Skip site navigation (1) Skip section navigation (2)

Re: pg_dump additional options for performance

From: Simon Riggs <simon(at)2ndquadrant(dot)com>
To: Tom Lane <tgl(at)sss(dot)pgh(dot)pa(dot)us>
Cc: Magnus Hagander <magnus(at)hagander(dot)net>, pgsql-hackers(at)postgresql(dot)org
Subject: Re: pg_dump additional options for performance
Date: 2008-02-26 15:15:59
Message-ID: 1204038959.4252.321.camel@ebony.site (view raw or flat)
Thread:
Lists: pgsql-hackers
On Tue, 2008-02-26 at 10:03 -0500, Tom Lane wrote:
> Magnus Hagander <magnus(at)hagander(dot)net> writes:
> > On Tue, Feb 26, 2008 at 12:39:29AM -0500, Tom Lane wrote:
> >> BTW, what exactly was the use-case for this?
> 
> > One use-case would be when you have to make some small change to the schema
> > while reloading it, that's still compatible with the data format. Then
> > you'd dump schema-no-indexes-and-stuff, then *edit* that file, before
> > reloading things.
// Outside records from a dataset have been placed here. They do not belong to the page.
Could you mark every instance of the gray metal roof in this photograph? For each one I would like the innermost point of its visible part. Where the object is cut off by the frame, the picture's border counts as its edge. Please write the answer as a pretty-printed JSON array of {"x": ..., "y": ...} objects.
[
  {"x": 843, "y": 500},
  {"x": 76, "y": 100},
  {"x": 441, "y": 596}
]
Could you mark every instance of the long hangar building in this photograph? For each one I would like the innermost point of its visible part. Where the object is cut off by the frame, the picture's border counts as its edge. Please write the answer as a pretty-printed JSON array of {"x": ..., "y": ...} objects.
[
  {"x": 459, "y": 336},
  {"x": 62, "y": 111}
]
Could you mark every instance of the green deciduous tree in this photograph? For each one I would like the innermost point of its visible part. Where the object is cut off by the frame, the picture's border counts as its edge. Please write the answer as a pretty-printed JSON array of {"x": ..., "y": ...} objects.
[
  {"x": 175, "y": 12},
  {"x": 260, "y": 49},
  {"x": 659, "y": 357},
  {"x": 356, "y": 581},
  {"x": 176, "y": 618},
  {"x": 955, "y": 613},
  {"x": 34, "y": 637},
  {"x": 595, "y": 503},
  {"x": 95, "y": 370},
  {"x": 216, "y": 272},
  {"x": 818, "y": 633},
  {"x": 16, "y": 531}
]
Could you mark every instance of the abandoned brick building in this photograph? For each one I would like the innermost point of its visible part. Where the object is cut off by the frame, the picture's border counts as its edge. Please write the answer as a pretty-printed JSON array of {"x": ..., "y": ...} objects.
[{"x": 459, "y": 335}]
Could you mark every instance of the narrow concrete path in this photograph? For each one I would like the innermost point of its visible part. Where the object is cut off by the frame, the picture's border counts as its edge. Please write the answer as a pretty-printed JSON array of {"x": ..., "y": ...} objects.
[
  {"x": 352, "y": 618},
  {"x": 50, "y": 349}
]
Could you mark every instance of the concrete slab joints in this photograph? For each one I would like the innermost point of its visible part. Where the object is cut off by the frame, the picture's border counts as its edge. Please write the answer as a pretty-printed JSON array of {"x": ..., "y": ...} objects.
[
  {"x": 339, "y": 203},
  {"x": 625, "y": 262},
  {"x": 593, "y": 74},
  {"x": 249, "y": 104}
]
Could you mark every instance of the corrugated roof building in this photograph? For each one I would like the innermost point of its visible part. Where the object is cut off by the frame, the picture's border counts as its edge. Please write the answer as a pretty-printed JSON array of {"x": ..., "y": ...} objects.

It's a lot easier to edit the file if it's not hundreds
> > of gigabytes..
> 
> This is a use-case for having switches that *extract* convenient subsets
> of a dump archive.  It does not mandate having pg_dump emit multiple
> files.  You could extract, say, the pre-data schema into a text SQL
> script, edit it, load it, then extract the data and remainining script
> directly into the database from the dump file.
> 
> In short, what I think we need here is just some more conveniently
> defined extraction filter switches than --schema-only and --data-only.
> There's no need for any fundamental change to pg_dump's architecture.

> Yes, I've read the subsequent discussion about a "directory" output
> format.  I think it's pointless complication --- or at least, that it's
> a performance hack rather than a functionality one, with no chance of
> any actual performance gain until we've parallelized pg_restore, and
> with zero existing evidence that any gain would be had even then.
> 
> BTW, if we avoid fooling with the definition of the archive format,
> that also means that the extraction-switch patch should be relatively
> independent of parallelization work, so the work could proceed
> concurrently.

So if I understand:

* we add switches to pg_dump to dump out separate files with --pre,
--post and --data (or other names) [TODO: Simon]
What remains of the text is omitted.